BERIKABARNEWS l PONTIANAK – Pemerintah Provinsi Kalimantan Barat melalui Forum Konsultasi Publik RKPD 2027 menegaskan komitmen mempercepat transformasi pembangunan dan memperkuat daya saing daerah. Kegiatan yang digelar di Kantor Gubernur, Jumat (20/2/2026), dipimpin langsung Gubernur Ria Norsan bersama Wakil Gubernur Krisantus Kurniawan.
Forum ini menjadi momentum strategis karena bertepatan dengan satu tahun kepemimpinan Norsan–Krisantus periode 2025–2030. Tema yang diangkat menitikberatkan pada penguatan fondasi transformasi melalui peningkatan daya saing yang inklusif dan berkelanjutan.
Dalam arahannya, Gubernur menegaskan bahwa tahun pertama kepemimpinan difokuskan pada pembangunan berbasis kinerja yang terukur dan berdampak langsung bagi masyarakat.

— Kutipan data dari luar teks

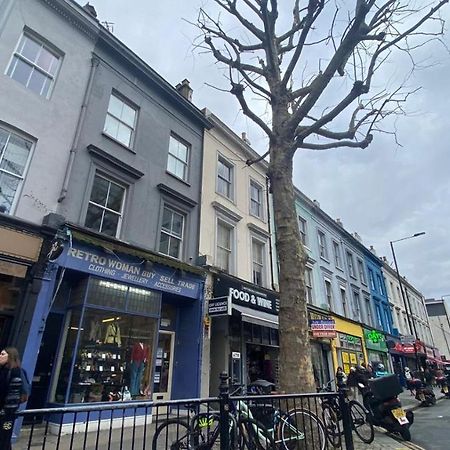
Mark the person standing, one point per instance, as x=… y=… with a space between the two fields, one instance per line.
x=10 y=392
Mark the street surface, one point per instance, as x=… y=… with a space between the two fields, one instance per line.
x=431 y=428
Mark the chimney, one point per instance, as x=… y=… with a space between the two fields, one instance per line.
x=245 y=138
x=90 y=10
x=357 y=237
x=185 y=89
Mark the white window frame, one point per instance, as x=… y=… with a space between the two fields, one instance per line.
x=34 y=66
x=111 y=180
x=230 y=183
x=261 y=264
x=172 y=235
x=231 y=251
x=350 y=263
x=337 y=254
x=259 y=202
x=322 y=239
x=185 y=164
x=128 y=103
x=303 y=230
x=361 y=271
x=25 y=169
x=309 y=284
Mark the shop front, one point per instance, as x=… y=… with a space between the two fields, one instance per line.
x=119 y=328
x=347 y=349
x=323 y=330
x=19 y=251
x=377 y=351
x=244 y=332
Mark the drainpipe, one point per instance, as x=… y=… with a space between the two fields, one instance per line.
x=76 y=137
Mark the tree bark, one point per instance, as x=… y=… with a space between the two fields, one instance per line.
x=296 y=374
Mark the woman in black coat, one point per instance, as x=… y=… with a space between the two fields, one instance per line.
x=10 y=392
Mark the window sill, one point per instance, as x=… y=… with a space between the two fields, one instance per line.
x=106 y=135
x=178 y=178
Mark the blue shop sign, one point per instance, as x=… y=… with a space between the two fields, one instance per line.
x=97 y=262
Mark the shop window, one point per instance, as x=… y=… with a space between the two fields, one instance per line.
x=107 y=355
x=172 y=233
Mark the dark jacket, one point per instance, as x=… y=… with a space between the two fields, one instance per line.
x=10 y=390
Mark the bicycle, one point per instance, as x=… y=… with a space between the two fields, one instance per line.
x=295 y=429
x=332 y=417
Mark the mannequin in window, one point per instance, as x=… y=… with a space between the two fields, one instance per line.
x=113 y=334
x=139 y=357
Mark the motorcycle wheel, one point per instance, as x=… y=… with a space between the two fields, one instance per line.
x=405 y=434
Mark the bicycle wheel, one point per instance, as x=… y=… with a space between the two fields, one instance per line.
x=361 y=422
x=253 y=435
x=172 y=434
x=331 y=423
x=205 y=431
x=301 y=429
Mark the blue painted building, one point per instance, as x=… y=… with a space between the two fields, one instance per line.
x=378 y=293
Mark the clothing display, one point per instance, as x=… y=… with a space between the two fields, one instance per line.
x=113 y=334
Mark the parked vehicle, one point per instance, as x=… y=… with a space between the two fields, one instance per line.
x=380 y=397
x=424 y=393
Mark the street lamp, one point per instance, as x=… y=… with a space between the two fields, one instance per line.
x=406 y=298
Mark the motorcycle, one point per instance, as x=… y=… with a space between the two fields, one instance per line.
x=380 y=397
x=424 y=394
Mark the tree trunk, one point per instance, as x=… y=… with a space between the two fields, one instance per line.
x=296 y=374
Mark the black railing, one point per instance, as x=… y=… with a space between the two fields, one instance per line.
x=225 y=422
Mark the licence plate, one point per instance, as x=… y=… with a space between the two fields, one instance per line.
x=400 y=415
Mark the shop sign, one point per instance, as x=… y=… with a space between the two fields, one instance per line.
x=219 y=306
x=101 y=264
x=375 y=340
x=407 y=339
x=246 y=294
x=323 y=328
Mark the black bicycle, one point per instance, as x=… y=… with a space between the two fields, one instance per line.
x=332 y=419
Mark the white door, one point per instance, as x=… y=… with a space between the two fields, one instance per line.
x=162 y=379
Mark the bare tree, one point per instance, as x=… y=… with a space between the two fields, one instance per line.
x=314 y=63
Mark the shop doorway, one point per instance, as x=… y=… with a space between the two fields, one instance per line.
x=162 y=378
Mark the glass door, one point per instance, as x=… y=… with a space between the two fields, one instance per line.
x=162 y=379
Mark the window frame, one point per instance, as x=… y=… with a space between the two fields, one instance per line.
x=29 y=34
x=259 y=187
x=186 y=163
x=337 y=255
x=323 y=250
x=174 y=210
x=129 y=103
x=262 y=264
x=113 y=180
x=223 y=160
x=220 y=221
x=303 y=229
x=361 y=271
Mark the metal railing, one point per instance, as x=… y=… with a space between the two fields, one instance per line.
x=225 y=422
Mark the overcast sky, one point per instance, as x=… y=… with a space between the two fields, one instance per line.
x=385 y=192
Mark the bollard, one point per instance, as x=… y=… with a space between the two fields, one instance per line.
x=345 y=411
x=224 y=394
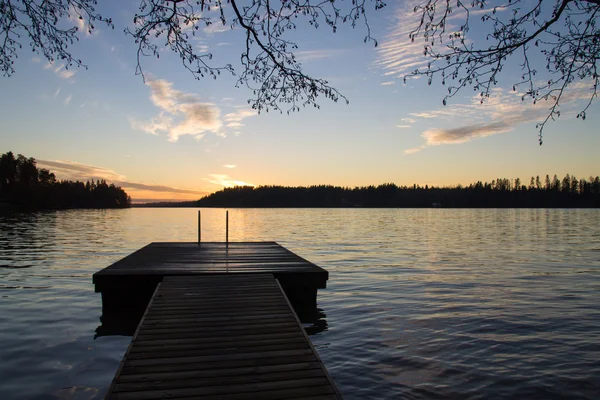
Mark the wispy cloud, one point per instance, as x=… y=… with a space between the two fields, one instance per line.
x=234 y=119
x=61 y=70
x=79 y=172
x=181 y=113
x=501 y=113
x=74 y=171
x=322 y=54
x=397 y=55
x=226 y=181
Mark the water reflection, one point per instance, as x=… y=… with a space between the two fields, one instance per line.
x=420 y=304
x=123 y=321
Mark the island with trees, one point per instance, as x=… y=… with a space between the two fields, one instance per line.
x=23 y=185
x=568 y=192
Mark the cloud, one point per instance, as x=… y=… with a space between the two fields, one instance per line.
x=181 y=113
x=60 y=70
x=397 y=55
x=226 y=181
x=79 y=172
x=157 y=188
x=314 y=55
x=234 y=119
x=70 y=170
x=501 y=113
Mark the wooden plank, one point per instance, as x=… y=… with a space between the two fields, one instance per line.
x=168 y=259
x=194 y=342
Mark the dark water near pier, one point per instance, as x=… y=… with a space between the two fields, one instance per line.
x=421 y=304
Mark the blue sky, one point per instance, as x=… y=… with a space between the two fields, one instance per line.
x=172 y=137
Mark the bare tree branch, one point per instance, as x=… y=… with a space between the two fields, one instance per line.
x=564 y=32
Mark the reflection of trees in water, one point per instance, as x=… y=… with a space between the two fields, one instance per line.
x=26 y=238
x=22 y=184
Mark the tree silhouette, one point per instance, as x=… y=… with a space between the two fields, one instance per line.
x=564 y=32
x=22 y=184
x=269 y=66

“Kami memastikan seluruh program berjalan tepat sasaran. Indikator Kinerja Utama dan Indikator Kinerja Daerah menjadi instrumen pengawal pembangunan Kalbar,” tegasnya.
Capaian makro menunjukkan tren positif. Pertumbuhan ekonomi Kalbar tercatat 5,39 persen, melampaui rata-rata nasional 5,11 persen. Angka kemiskinan turun menjadi 5,97 persen, Tingkat Pengangguran Terbuka 4,63 persen, serta Rasio Gini membaik di angka 0,308.
Indeks Pembangunan Manusia (IPM) juga meningkat menjadi 72,09 dan menempatkan Kalbar dalam empat besar pertumbuhan tertinggi nasional. Meski demikian, Gubernur menargetkan IPM pada 2027 menembus 73,11 bahkan lebih tinggi.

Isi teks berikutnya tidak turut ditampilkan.